If breastfeeding is feeling too much, talk to your doctor about options. You may have to soldier on for a little while longer. Weaning too quickly can lead to a breast abscess. (More on this in a moment.)

Then, and listen carefully to this one: look after yourself. Get that fluid intake up. Rest when you need to. Cancel plans. Mastitis can be a lot to go through. You’re allowed to collapse a little, mama. We know how strong you are.

What can happen if mastitis is left untreated?

If mastitis isn’t treated, there’s a chance a breast abscess can result. An abscess is a ball of pus (delightful, we know) that builds up in your breast tissue.

This can really hurt. But more importantly, if left untreated, can cause the infection to travel to other parts of your body—with some scary consequences, like blood sepsis.

Okay, okay, that’s all very stressful. The bottom line is, don’t ignore mastitis. Get the help you need.

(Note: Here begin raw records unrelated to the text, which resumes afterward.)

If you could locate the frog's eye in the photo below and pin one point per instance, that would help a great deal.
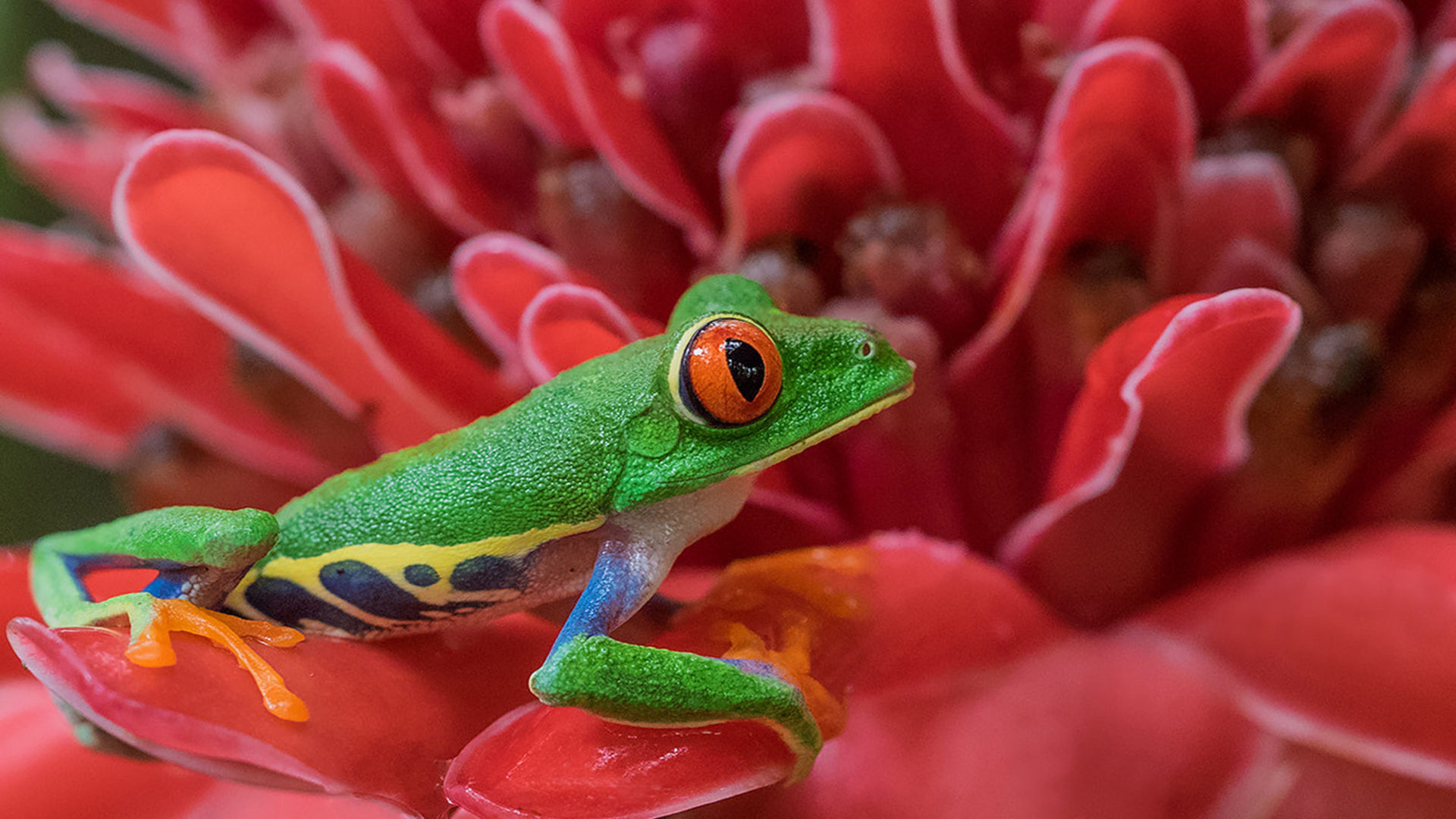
(730, 372)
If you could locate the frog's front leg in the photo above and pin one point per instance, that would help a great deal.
(657, 687)
(200, 554)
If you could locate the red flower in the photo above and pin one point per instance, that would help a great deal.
(1177, 278)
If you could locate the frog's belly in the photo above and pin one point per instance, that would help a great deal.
(375, 591)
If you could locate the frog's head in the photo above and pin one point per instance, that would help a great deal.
(745, 385)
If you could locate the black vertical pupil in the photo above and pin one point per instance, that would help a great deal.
(746, 366)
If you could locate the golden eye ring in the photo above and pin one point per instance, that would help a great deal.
(728, 372)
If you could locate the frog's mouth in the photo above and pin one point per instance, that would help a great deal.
(827, 431)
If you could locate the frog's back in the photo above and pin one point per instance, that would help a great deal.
(453, 525)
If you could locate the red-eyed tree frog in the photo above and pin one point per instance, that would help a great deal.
(595, 483)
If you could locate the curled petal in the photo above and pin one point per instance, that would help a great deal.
(1248, 262)
(1229, 199)
(416, 161)
(801, 164)
(1414, 162)
(378, 30)
(1056, 735)
(15, 599)
(1123, 105)
(36, 742)
(168, 30)
(1122, 129)
(601, 770)
(446, 28)
(73, 165)
(1346, 648)
(899, 471)
(573, 99)
(49, 397)
(111, 98)
(180, 376)
(1161, 416)
(566, 324)
(381, 714)
(494, 278)
(1329, 786)
(245, 245)
(880, 57)
(1218, 42)
(1420, 488)
(1334, 79)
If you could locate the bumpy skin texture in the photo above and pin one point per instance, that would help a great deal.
(566, 452)
(609, 466)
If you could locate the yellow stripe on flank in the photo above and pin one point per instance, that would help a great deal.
(392, 558)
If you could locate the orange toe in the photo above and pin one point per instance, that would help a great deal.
(153, 648)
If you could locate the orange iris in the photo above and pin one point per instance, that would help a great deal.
(731, 372)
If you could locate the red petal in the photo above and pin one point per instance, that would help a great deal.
(568, 324)
(1087, 729)
(993, 38)
(111, 98)
(495, 278)
(449, 27)
(897, 469)
(398, 143)
(916, 599)
(938, 611)
(164, 27)
(568, 764)
(171, 362)
(801, 164)
(1248, 262)
(39, 757)
(47, 774)
(573, 99)
(1218, 42)
(1347, 648)
(1414, 162)
(1329, 787)
(234, 235)
(15, 599)
(50, 392)
(383, 716)
(1161, 416)
(1228, 199)
(74, 167)
(1119, 130)
(1122, 129)
(375, 28)
(1334, 79)
(1420, 490)
(902, 64)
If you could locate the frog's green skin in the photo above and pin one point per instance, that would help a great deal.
(601, 474)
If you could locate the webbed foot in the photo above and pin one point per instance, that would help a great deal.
(152, 648)
(655, 687)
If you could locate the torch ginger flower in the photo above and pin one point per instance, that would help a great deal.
(1163, 532)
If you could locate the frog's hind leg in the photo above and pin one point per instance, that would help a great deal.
(199, 554)
(644, 686)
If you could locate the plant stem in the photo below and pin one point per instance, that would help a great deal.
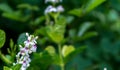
(61, 58)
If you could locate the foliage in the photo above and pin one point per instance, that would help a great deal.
(88, 33)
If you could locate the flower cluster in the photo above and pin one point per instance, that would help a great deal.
(51, 8)
(23, 56)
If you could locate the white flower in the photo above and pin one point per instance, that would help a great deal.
(29, 47)
(50, 9)
(60, 8)
(53, 1)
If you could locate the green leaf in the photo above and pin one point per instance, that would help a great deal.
(22, 38)
(84, 27)
(66, 50)
(50, 50)
(74, 53)
(92, 4)
(2, 38)
(77, 12)
(39, 20)
(16, 67)
(11, 43)
(6, 68)
(86, 36)
(56, 31)
(28, 6)
(5, 8)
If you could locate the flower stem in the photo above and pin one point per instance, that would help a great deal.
(61, 58)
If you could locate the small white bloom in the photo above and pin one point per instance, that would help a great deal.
(29, 47)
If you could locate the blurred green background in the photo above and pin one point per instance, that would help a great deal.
(98, 29)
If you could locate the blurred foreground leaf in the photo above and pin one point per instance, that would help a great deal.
(92, 4)
(5, 7)
(6, 68)
(66, 50)
(2, 38)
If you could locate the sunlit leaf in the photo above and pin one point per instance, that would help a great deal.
(84, 27)
(92, 4)
(56, 31)
(22, 38)
(6, 68)
(66, 50)
(5, 8)
(2, 38)
(77, 12)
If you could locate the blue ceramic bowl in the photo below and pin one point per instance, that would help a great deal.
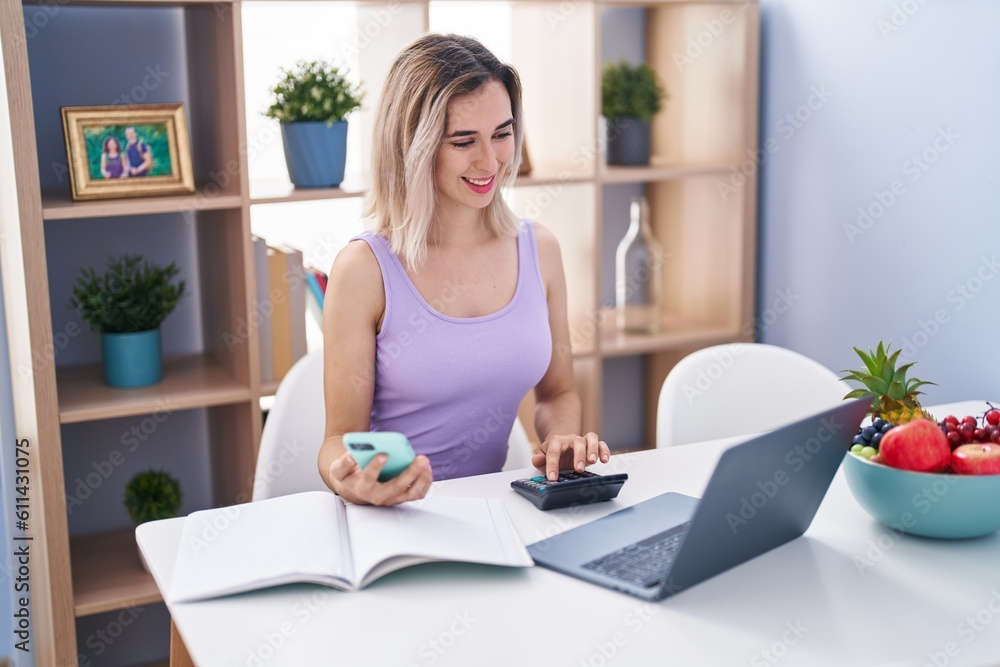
(928, 504)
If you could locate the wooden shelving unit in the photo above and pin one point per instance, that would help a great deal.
(108, 574)
(707, 130)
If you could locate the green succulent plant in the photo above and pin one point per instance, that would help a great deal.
(313, 90)
(630, 91)
(131, 296)
(151, 495)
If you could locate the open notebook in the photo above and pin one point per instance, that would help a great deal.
(317, 537)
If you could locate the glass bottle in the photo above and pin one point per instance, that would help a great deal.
(639, 274)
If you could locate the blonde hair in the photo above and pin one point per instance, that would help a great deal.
(410, 124)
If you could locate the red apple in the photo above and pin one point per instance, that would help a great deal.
(976, 458)
(919, 445)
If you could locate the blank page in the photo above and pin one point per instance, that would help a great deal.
(473, 530)
(295, 538)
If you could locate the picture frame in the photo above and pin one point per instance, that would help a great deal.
(135, 150)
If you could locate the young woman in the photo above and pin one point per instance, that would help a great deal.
(440, 320)
(112, 160)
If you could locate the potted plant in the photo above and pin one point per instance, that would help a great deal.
(126, 306)
(630, 96)
(151, 495)
(311, 102)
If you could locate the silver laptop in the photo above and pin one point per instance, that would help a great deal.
(764, 492)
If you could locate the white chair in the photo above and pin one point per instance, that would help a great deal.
(296, 425)
(739, 389)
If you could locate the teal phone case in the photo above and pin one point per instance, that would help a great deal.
(363, 446)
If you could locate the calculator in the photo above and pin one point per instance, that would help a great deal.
(571, 488)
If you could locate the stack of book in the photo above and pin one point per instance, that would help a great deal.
(284, 291)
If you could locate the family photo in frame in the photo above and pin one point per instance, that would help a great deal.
(127, 151)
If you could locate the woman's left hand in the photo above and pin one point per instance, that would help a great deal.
(570, 452)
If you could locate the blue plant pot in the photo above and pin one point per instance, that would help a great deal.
(132, 360)
(628, 142)
(315, 153)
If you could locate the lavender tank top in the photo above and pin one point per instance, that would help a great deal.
(453, 385)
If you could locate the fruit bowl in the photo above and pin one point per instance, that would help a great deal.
(928, 504)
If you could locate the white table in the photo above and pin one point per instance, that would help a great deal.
(850, 592)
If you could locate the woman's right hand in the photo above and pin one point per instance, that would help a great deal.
(361, 486)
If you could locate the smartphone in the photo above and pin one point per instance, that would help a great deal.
(364, 446)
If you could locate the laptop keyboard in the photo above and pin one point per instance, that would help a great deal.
(643, 563)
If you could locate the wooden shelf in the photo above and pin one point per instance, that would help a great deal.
(108, 574)
(283, 192)
(188, 382)
(660, 170)
(60, 206)
(615, 343)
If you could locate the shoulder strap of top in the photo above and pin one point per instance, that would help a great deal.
(383, 254)
(528, 254)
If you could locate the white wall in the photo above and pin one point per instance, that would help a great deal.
(899, 79)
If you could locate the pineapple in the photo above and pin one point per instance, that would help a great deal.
(894, 397)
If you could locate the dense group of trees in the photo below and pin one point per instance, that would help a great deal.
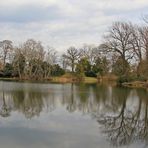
(123, 52)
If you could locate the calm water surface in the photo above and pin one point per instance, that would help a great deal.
(41, 115)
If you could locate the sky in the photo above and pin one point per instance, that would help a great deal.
(65, 23)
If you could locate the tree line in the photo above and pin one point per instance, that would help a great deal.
(123, 52)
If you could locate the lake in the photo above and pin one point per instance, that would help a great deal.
(42, 115)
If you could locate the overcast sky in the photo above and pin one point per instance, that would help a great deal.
(62, 23)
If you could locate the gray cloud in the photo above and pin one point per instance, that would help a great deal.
(30, 13)
(65, 22)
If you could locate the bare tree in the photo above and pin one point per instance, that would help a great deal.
(91, 52)
(51, 56)
(72, 56)
(5, 49)
(118, 41)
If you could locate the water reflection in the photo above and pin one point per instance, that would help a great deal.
(130, 121)
(122, 113)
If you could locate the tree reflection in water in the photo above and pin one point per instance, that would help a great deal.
(128, 124)
(122, 113)
(5, 110)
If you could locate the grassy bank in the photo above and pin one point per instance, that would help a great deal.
(136, 84)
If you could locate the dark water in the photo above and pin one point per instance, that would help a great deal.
(35, 115)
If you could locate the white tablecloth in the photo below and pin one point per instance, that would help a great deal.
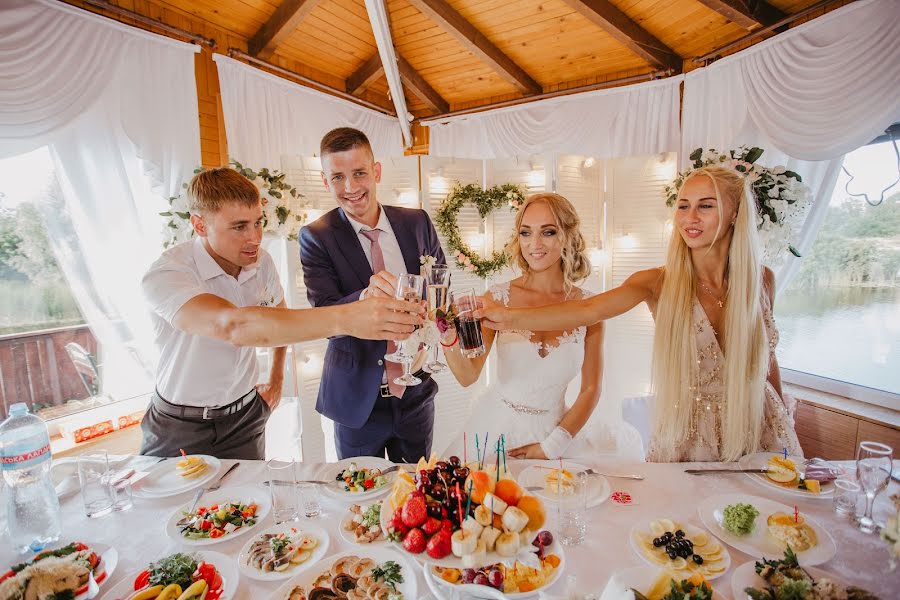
(666, 491)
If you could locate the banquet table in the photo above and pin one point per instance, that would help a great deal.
(666, 491)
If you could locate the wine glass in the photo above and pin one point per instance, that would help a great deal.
(437, 285)
(409, 288)
(873, 471)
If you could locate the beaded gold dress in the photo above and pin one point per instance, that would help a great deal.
(704, 440)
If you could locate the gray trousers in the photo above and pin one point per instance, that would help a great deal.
(241, 435)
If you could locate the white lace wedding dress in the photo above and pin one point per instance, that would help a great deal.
(527, 400)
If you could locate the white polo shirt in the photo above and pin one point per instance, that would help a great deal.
(194, 370)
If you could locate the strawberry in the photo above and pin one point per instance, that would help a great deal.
(439, 545)
(431, 526)
(414, 541)
(414, 512)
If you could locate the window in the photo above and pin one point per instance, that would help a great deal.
(840, 317)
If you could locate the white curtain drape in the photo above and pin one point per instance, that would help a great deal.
(267, 117)
(626, 121)
(117, 109)
(807, 97)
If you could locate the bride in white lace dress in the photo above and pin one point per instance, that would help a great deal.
(527, 402)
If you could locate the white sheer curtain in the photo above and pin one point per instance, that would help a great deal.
(632, 120)
(807, 97)
(267, 117)
(118, 110)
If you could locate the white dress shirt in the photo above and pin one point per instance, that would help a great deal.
(194, 370)
(390, 249)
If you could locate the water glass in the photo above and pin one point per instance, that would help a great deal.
(572, 513)
(283, 488)
(468, 328)
(846, 493)
(309, 499)
(95, 490)
(873, 471)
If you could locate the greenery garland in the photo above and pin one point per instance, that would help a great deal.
(486, 201)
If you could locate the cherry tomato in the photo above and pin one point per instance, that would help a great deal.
(142, 580)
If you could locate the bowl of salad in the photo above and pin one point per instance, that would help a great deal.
(219, 516)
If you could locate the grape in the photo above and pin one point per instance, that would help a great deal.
(495, 578)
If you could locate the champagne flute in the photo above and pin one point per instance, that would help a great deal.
(437, 282)
(873, 471)
(409, 288)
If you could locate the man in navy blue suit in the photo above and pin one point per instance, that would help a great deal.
(353, 252)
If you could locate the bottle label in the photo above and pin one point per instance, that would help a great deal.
(25, 460)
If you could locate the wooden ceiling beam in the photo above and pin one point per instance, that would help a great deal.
(475, 42)
(282, 23)
(371, 70)
(620, 26)
(748, 14)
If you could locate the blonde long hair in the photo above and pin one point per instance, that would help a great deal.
(675, 359)
(575, 264)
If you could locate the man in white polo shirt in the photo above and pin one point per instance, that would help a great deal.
(213, 300)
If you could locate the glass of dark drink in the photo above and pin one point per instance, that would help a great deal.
(468, 328)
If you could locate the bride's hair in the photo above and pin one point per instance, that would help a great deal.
(675, 358)
(575, 264)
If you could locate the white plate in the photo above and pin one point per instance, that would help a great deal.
(643, 528)
(639, 578)
(761, 459)
(298, 529)
(109, 559)
(440, 587)
(336, 488)
(533, 476)
(379, 554)
(759, 542)
(246, 494)
(349, 536)
(745, 576)
(223, 564)
(163, 479)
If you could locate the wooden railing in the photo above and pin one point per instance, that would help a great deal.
(36, 369)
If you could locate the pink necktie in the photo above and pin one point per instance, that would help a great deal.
(394, 370)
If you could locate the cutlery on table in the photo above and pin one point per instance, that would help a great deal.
(211, 488)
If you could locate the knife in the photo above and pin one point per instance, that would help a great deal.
(714, 471)
(214, 486)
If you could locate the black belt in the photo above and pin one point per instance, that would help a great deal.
(202, 412)
(421, 374)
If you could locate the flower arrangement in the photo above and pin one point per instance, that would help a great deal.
(486, 201)
(782, 200)
(891, 532)
(281, 207)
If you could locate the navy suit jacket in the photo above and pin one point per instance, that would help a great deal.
(335, 271)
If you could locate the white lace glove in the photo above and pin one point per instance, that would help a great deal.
(556, 444)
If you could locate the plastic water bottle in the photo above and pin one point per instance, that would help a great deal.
(32, 508)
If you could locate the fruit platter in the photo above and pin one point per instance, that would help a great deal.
(185, 576)
(515, 580)
(462, 517)
(282, 551)
(680, 547)
(375, 573)
(791, 474)
(64, 569)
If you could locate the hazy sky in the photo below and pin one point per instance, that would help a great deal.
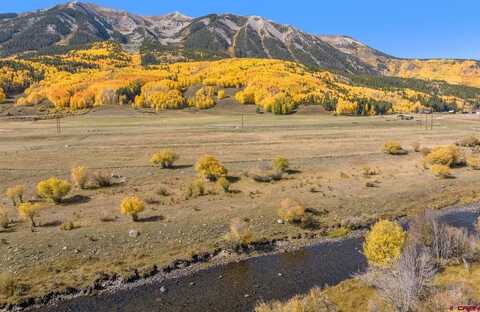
(420, 28)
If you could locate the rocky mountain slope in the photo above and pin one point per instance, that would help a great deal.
(223, 35)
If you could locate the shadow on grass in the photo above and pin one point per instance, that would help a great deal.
(151, 219)
(55, 223)
(76, 199)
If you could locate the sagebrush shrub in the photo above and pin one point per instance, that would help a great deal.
(280, 164)
(15, 194)
(448, 155)
(393, 148)
(28, 211)
(224, 184)
(210, 168)
(132, 206)
(473, 162)
(470, 141)
(384, 243)
(195, 189)
(240, 232)
(102, 178)
(53, 189)
(441, 171)
(221, 94)
(79, 176)
(7, 284)
(164, 158)
(291, 210)
(4, 221)
(369, 171)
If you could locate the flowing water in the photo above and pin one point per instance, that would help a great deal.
(239, 286)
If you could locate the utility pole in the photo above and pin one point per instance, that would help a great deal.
(59, 126)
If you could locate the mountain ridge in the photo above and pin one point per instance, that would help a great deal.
(223, 35)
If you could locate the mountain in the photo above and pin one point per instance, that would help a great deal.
(77, 23)
(74, 24)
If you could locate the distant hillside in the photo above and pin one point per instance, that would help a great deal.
(175, 37)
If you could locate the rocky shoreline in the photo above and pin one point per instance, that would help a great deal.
(108, 283)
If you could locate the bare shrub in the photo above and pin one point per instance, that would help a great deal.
(7, 284)
(53, 189)
(470, 141)
(291, 210)
(15, 194)
(405, 284)
(68, 226)
(448, 155)
(393, 148)
(102, 178)
(164, 158)
(444, 242)
(416, 147)
(240, 232)
(367, 171)
(280, 164)
(4, 221)
(195, 189)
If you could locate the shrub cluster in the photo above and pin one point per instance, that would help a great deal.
(384, 243)
(210, 168)
(195, 189)
(393, 148)
(28, 211)
(441, 171)
(240, 232)
(448, 155)
(132, 206)
(164, 158)
(291, 210)
(15, 194)
(280, 164)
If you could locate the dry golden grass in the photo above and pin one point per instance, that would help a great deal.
(240, 232)
(79, 176)
(393, 148)
(291, 210)
(448, 155)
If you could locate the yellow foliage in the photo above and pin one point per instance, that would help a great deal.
(28, 211)
(164, 158)
(448, 155)
(346, 107)
(132, 206)
(221, 94)
(53, 189)
(384, 243)
(210, 168)
(473, 162)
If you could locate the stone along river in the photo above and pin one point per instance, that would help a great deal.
(239, 286)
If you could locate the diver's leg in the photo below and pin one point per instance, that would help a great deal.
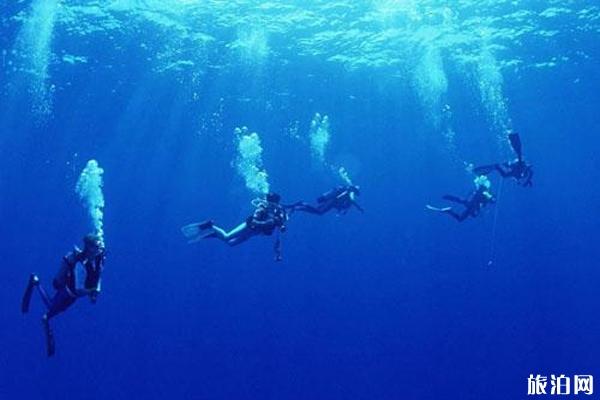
(44, 295)
(222, 234)
(240, 236)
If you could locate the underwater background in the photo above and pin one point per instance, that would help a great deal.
(395, 303)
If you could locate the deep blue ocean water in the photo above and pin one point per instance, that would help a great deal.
(395, 303)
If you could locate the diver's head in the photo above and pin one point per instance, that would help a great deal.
(354, 189)
(273, 197)
(482, 182)
(92, 244)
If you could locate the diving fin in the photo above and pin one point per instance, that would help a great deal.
(515, 142)
(454, 199)
(438, 209)
(484, 169)
(33, 281)
(192, 231)
(50, 346)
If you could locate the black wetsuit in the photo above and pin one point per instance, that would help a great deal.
(518, 169)
(473, 205)
(65, 283)
(340, 199)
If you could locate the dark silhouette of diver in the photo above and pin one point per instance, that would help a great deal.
(268, 217)
(341, 199)
(69, 283)
(518, 169)
(473, 205)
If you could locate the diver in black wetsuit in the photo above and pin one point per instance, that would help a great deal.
(69, 284)
(473, 205)
(518, 169)
(341, 199)
(268, 217)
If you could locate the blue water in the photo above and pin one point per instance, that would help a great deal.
(395, 303)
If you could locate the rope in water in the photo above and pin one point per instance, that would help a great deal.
(493, 244)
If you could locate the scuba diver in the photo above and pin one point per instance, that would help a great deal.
(341, 198)
(518, 169)
(69, 283)
(473, 205)
(268, 217)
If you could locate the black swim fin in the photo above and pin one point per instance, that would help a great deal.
(454, 199)
(484, 169)
(33, 280)
(515, 142)
(50, 347)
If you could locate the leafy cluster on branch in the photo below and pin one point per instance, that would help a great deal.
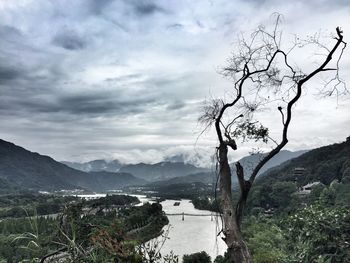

It’s totally treatable.

How to prevent mastitis

There’s no surefire way to prevent mastitis—it’s just one of those things that can happen.

But there are certain things you can do to lessen the chances of it occurring in the future:

  • Get that milk out. The bottom line here? Frequent feeds. Whether you’re pumping, breastfeeding, or hand expressing, getting that milk flowing as often as possible will help prevent clogs.
  • Get that little latch on. Mastering your latch technique can help you prevent cracks and sores. This can be quite a process that requires a lot of trial and error. Try a few different positions to see what works best for you. If you’re struggling, reach out to your healthcare provider for help. Also, remember that your Peanut community is there for you. The breastfeeding journey can be quite isolating. Let’s normalize the conversation.
  • Massage, massage, massage. What a nice prescription this is! Massaging your breasts before and after feeding can stimulate milk flow and prevent build-up.
  • Wean slowly. If you pull the plug on breastfeeding too quickly, your breasts may be overfull (engorged), and mastitis can result.
  • Wash your hands before breastfeeding. Keeping things clean can help avoid infection.

Breathe, Mama. With the right treatment, you’ll feel better again in no time!